To process live data, we collect user data in sessions, which are event streams broken into chunks. Once a session appears to be complete, we spin up a serverless process to read the session, query for the appropriate baseline, and evaluate the two together. A result gets passed to another database and the process dies, ready for the next session.

2. Get something that works, then test it.

Sometimes testing seems more like a necessary evil. The best test might be the biggest hurdle when you’re on a tight deployment timeline.

But you need to find a way to evaluate whether your analytics are returning sensible results. Again, there are options:

  1. Real testing: Someone has imparted you with a cherished “golden” data set. This data contains ground truth labels, and you can perform classic train-tests splits, evaluate metrics, and other rigorous testing.
  2. Natural testing: Instead of being handed a data set, you can construct a ground truth from information external to your dataset. Join multiple data sets, manipulate metadata, or come up with another way to create a target.
  3. Artificial testing: Make a data set! This is a great inclusion into a testing suite, even if you have either the first or second option. You can create small data that will be evaluable every time you push new code.
  4. Feel testing: Run your model on live data and observe the output. Does the output meet your or the users’ expectations? You want to know if you have a really noisy model, a quiet model, or something in between.

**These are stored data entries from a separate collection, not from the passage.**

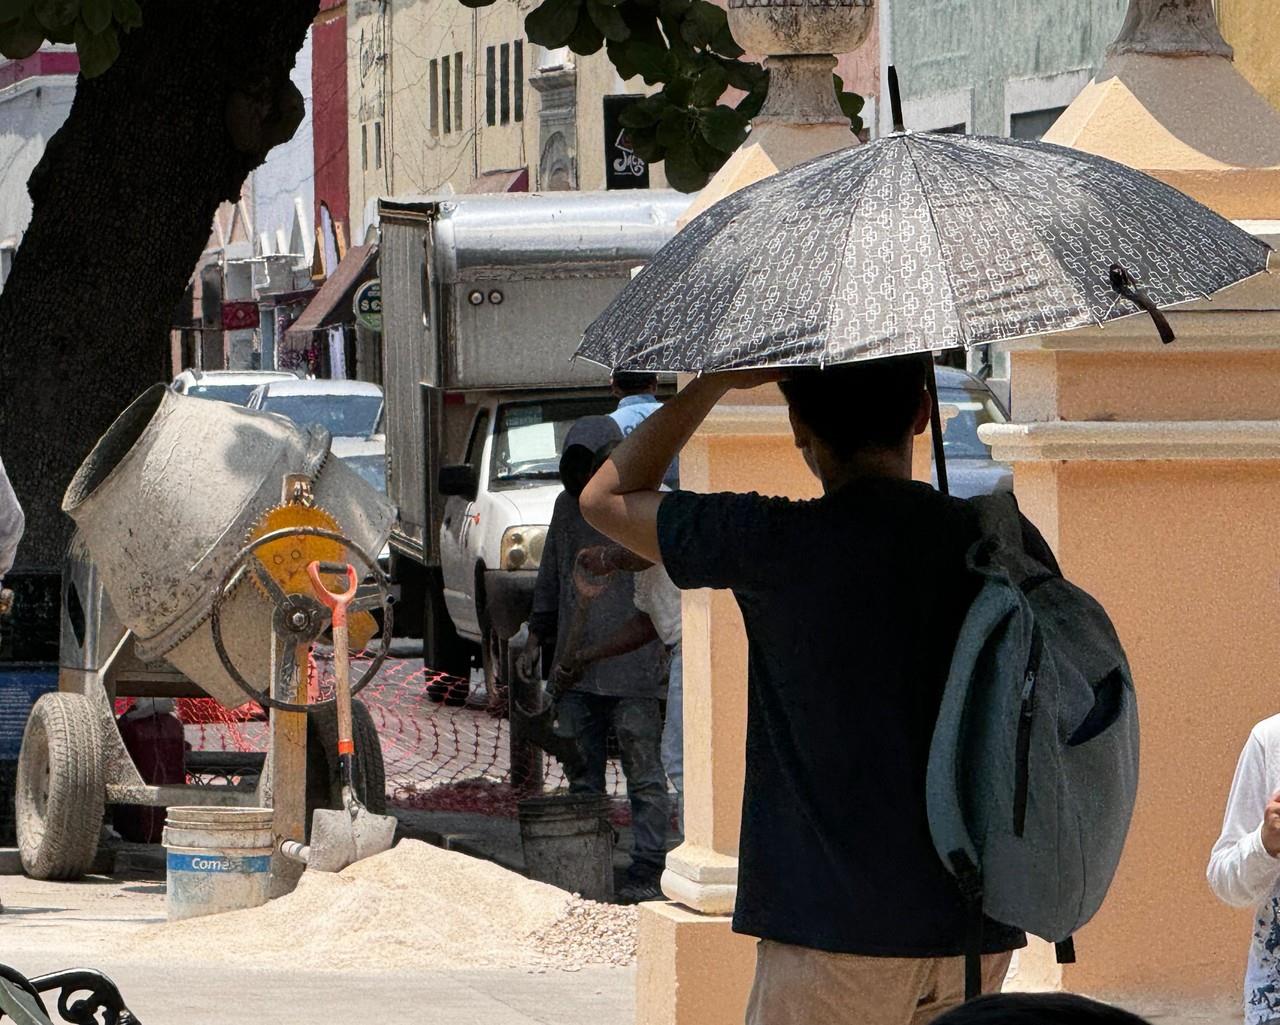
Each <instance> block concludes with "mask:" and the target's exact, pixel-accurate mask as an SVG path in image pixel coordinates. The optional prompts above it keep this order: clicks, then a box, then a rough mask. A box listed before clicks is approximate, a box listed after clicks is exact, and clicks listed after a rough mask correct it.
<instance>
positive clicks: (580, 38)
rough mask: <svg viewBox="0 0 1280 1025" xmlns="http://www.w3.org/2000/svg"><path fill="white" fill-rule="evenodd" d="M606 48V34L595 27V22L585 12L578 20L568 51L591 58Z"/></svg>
mask: <svg viewBox="0 0 1280 1025" xmlns="http://www.w3.org/2000/svg"><path fill="white" fill-rule="evenodd" d="M602 46H604V33H603V32H600V29H599V28H596V27H595V22H593V20H591V19H590V17H589V15H588V14H586V13H585V12H584V14H582V15H581V17H580V18H579V19H577V26H576V27H575V28H573V33H572V35H571V36H570V37H568V49H570V50H572V51H573V52H575V54H580V55H581V56H590V55H591V54H594V52H596V51H599V49H600V47H602Z"/></svg>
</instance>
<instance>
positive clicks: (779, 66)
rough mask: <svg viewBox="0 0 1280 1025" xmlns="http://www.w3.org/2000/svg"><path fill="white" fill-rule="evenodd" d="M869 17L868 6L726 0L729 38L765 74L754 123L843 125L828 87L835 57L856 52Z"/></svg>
mask: <svg viewBox="0 0 1280 1025" xmlns="http://www.w3.org/2000/svg"><path fill="white" fill-rule="evenodd" d="M874 17H876V9H874V0H728V26H730V31H731V32H732V33H733V38H735V40H736V41H737V44H739V46H741V47H742V49H744V50H746V51H748V52H750V54H763V55H764V56H765V63H767V65H768V68H769V93H768V97H767V99H765V101H764V107H763V109H762V110H760V113H759V115H756V118H755V122H754V123H755V124H760V123H767V122H781V123H786V124H838V123H841V122H846V123H847V118H846V116H845V115H844V113H842V111H841V110H840V104H838V102H837V101H836V91H835V90H833V88H832V84H831V73H832V70H833V69H835V67H836V58H835V54H844V52H847V51H850V50H856V49H858V47H859V46H861V44H863V42H864V41H865V40H867V36H868V35H869V32H870V29H872V24H873V20H874Z"/></svg>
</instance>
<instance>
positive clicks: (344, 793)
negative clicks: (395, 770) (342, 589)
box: [282, 562, 396, 871]
mask: <svg viewBox="0 0 1280 1025" xmlns="http://www.w3.org/2000/svg"><path fill="white" fill-rule="evenodd" d="M307 573H308V575H310V577H311V584H312V586H314V587H315V591H316V596H317V598H319V599H320V600H321V601H323V603H324V604H325V605H328V607H329V608H330V609H333V668H334V677H335V681H334V701H335V704H337V706H338V765H339V772H340V778H342V805H343V806H342V809H340V810H338V811H333V810H329V809H316V810H315V813H312V815H311V843H310V845H306V846H303V845H301V843H287V845H285V846H287V847H288V848H289V850H285V851H284V852H285V854H287V855H289V856H292V857H298V859H301V860H303V861H306V864H307V868H311V869H316V870H319V871H342V870H343V869H344V868H347V866H348V865H351V864H353V862H356V861H360V860H361V859H365V857H370V856H372V855H375V854H381V852H383V851H387V850H390V846H392V841H393V839H394V837H396V819H394V818H393V816H392V815H374V814H372V813H371V811H370V810H369V809H367V807H365V806H364V805H362V804H361V802H360V799H358V797H356V791H355V788H353V787H352V774H351V763H352V758H353V755H355V752H356V742H355V738H353V736H352V727H351V664H349V662H348V658H347V608H348V605H351V601H352V599H355V596H356V587H357V585H358V580H357V577H356V568H355V567H353V566H348V567H347V584H348V585H349V586H348V589H347V590H346V591H343V592H340V594H334V592H332V591H330V590H329V589H328V587H325V585H324V581H323V580H321V578H320V563H319V562H314V563H311V564H310V566H308V567H307ZM282 850H283V848H282Z"/></svg>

At Adlumin, we have some data that reflects ground truth. For instance, saved penetration testing data reflects what a single type of an attack might look like. This is a great opportunity to test out our models, but attacks can take a number of forms, which creates an upper bound on the utility of this data.

Additionally, we know a little bit about the users we monitor. For instance, many companies create service accounts to perform the same tasks, day in and day out. We test to see if we routinely flag these accounts, and if so, the models need to be heavily reworked.

Finally, we created our own data set, complete with data that reflects both normal and anomalous behavior. We integrated this into a test before model deployment.

3. Orchestrate a lot of things at once.

One additional item that makes this all work is orchestration. Orchestration assists our automated tasks by arranging the code and managing all of the tasks.

We use a continuous integration system that puts all scripts into the right places (e.g. updating the script for serverless processes, and pushing new code to the baseline generation server) when we push any new code. We don’t have to scp anything into a server—the push to our code repository covers everything.

In addition, tests will automatically fire when code gets pushed. If the tests fail, the code won’t be updated and erroneous stuff won’t get deployed.

Updating the whole operation piecemeal would be tedious and error-prone. There are too many moving parts! Orchestration also allows us to move quickly. As soon as we develop new code, it can be run against tests and put into the right place without having to consider any additional steps. This frees up time and also headspace formerly preoccupied with deployment details.

There are many other aspects to making streaming analytics work in a small team, but these are three important ones. Doing enterprise-level data science with a skeleton crew can be challenging, but it is rewarding and fun!